And even more importantly was its reputation for being even greater music around the world through multiple Western ethnomusicological expeditions always eager to navigate the Congo’s ethnicity, religion, music and spirituality. Its modernity was already established under the Royal Decree of 1925, as governor-general Pierre Ryckmans enacted the protectionism of Congo music by sponsoring the “Premier Festival Africain”, in 1936, through the separation of folkloric groups from the youth’s dancehall music of Antoine Wendo Kolosoy, the main attraction…

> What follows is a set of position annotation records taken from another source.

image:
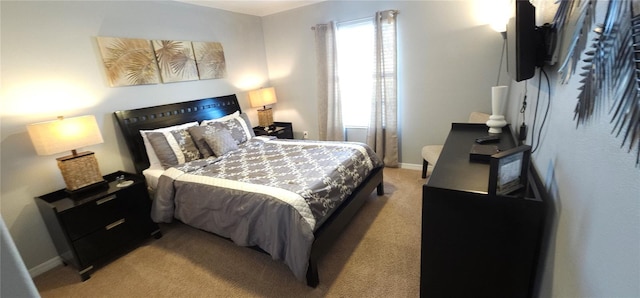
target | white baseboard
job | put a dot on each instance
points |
(57, 261)
(46, 266)
(411, 166)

As a matter of fact, it is important to underscore that the very high burden to tell the truth about the essence of Fonior’s universal corporate malpractice should never be swayed by its economic bottom line or political emotions. It should be laws- and evidence-based study, which should never struggle to fully expose its criminal profile, stemming from the colonial state’s legislative fix, meticulous planning, huge investment, and repressive harvest of its classified South American music crops in the colony. And most of all, this evidence-based study must be anchored on the Belgian Congo’s laws, policies, and actions throughout colonialism and universal entertainment laws of copyrights and the Berne Convention related to the protection of artistic works around the globe…

Unfortunately, so far the one-sided rhetoric about Congo Latino, Congo Rumba, and Rumba Lingala has been wrongfully directed on Fonior’s fake-outs to market Congolese musical by-products without divulging its very nature of scam and fraud, which was solely intended to shield away the legislative fix for the addition of music crops in the colony in order to best position them outside the colonial administration’s politics and economics, far from its process and purpose…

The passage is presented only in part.